AI transformation is a field both of us have been recently interested in. Businesses have become increasingly insistent on integrating AI into their operations, and we think that every business in the world will follow.

In order for owners to enable AI transformation for their business, they must interview all of their employees to map out the business processes each individual is responsible for. This can be achieved with the use of AI, rather than manually interviewing every employee in the business.

Coming from a product background, we realized that the discovery call problem spans many typical roles, outside of AI transformation: product managers, product marketing managers, middle managers, as well as engineers creating internal tooling. Meridian solves the issue of conducting discovery calls at scale, while also allowing AI to improve the quality of discovery calls through iteration.

What It Does

Meridian runs the full discovery loop:

  1. A PM enters a research goal and contact list.
  2. Meridian creates an initial AI interview plan.
  3. Meridian conducts the interview by voice.
  4. The transcript feeds into synthesis.
  5. A living insight document updates with themes, quotes, contradictions, confidence levels, and open questions.
  6. The next interview plan is regenerated from what the system learned.
  7. Meridian produces a final PDF report for stakeholders.

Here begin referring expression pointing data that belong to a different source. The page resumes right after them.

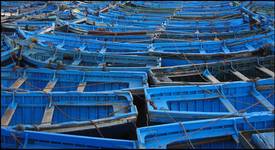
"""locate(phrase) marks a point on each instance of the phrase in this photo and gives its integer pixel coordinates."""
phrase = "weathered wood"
(81, 87)
(262, 100)
(48, 115)
(266, 70)
(6, 118)
(240, 75)
(50, 86)
(18, 83)
(228, 105)
(76, 62)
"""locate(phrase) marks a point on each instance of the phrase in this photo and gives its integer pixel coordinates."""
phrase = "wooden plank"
(210, 77)
(81, 87)
(6, 118)
(80, 20)
(244, 142)
(266, 70)
(50, 86)
(47, 30)
(165, 79)
(240, 75)
(250, 47)
(18, 83)
(202, 51)
(48, 115)
(53, 58)
(225, 49)
(228, 105)
(76, 62)
(262, 100)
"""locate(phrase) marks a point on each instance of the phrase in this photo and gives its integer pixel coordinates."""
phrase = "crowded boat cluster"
(137, 74)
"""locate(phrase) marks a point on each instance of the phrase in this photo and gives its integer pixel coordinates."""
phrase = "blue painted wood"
(183, 103)
(69, 106)
(69, 80)
(45, 140)
(160, 136)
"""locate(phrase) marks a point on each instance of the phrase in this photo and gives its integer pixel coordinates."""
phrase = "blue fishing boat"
(44, 140)
(244, 69)
(190, 132)
(137, 74)
(8, 49)
(51, 57)
(72, 111)
(184, 103)
(70, 80)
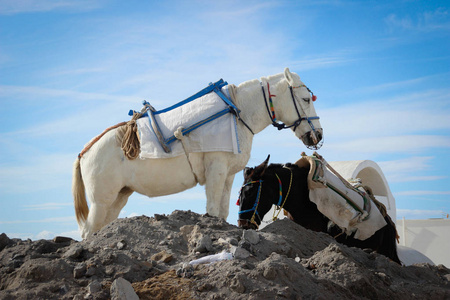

The key demo moment is the side-by-side evolution from Interview 1 to Interview 2: broad questions become grounded, specific questions backed by real evidence from prior interviews.

How We Built It

We built Meridian as a Next.js and Tailwind web app with a FastAPI backend orchestrating the research loop.

Deepgram powers the live voice interview experience, including speech-to-text, text-to-speech, turn-taking, and barge-in. Claude handles the interviewer reasoning, question generation, transcript synthesis, living insight updates, and report generation.

Redis acts as the memory layer for the adaptive loop. It stores the living insight document, question banks, loop results, and session history so each new interview can build on prior context. The transcript is the core seam in the architecture: whether the interview came from live voice or a deterministic fallback, the same transcript-based loop powers synthesis, memory, question regeneration, and PDF reporting.

Challenges We Faced

The hardest product challenge was staying focused. It would have been easy to build a scheduling tool, a note-taking app, or a generic AI interview bot. Meridian only works if the adaptive loop is obvious: the next interview must be visibly better because of the last one.

The hardest technical challenge was managing live voice risk. A live interview is compelling, but demos are fragile. We solved that by making the transcript the boundary between voice and reasoning. Deepgram can provide the live conversation, but the research engine only needs a transcript, which lets the system fall back gracefully without changing the downstream pipeline.

Another challenge was making trust visible. PMs will not trust an AI-generated insight unless they can see the evidence. That pushed us to show supporting quotes, confidence levels, contradictions, and exactly why the next question bank changed.

What We Learned

We learned that the real bottleneck in discovery is not collecting conversations. It is synthesis and adaptation. A team can record ten interviews and still learn very little if every call asks the same broad questions.

We also learned that an AI research agent feels much more credible when it shows its work. The magic is not just "AI asked questions." The magic is: "this question exists because three prior interviewees exposed a pattern, one person contradicted it, and this next call is designed to resolve that uncertainty."

Finally, we learned that simple orchestration can go a long way. A clear state machine, structured contracts, durable memory, and a transcript-first architecture were more useful than adding a heavy agent framework.

What We’re Proud Of

We built an end-to-end research loop: research goal in, interviews conducted, insights accumulated, questions sharpened, report generated.

We also built the product around the part of discovery that usually gets skipped. Meridian is not just a faster way to collect transcripts. It is a way to keep research alive between calls.

What’s Next

Next, we would expand Meridian from a hackathon demo into a real PM workflow: deeper Redis-backed semantic memory, richer evidence tracing, stronger approval controls for PMs, more realistic multi-interview studies, and integrations for recruiting, scheduling, and CRM context.

The long-term vision is an autonomous research operator that helps product teams continuously learn from customers without losing the rigor that makes qualitative research valuable.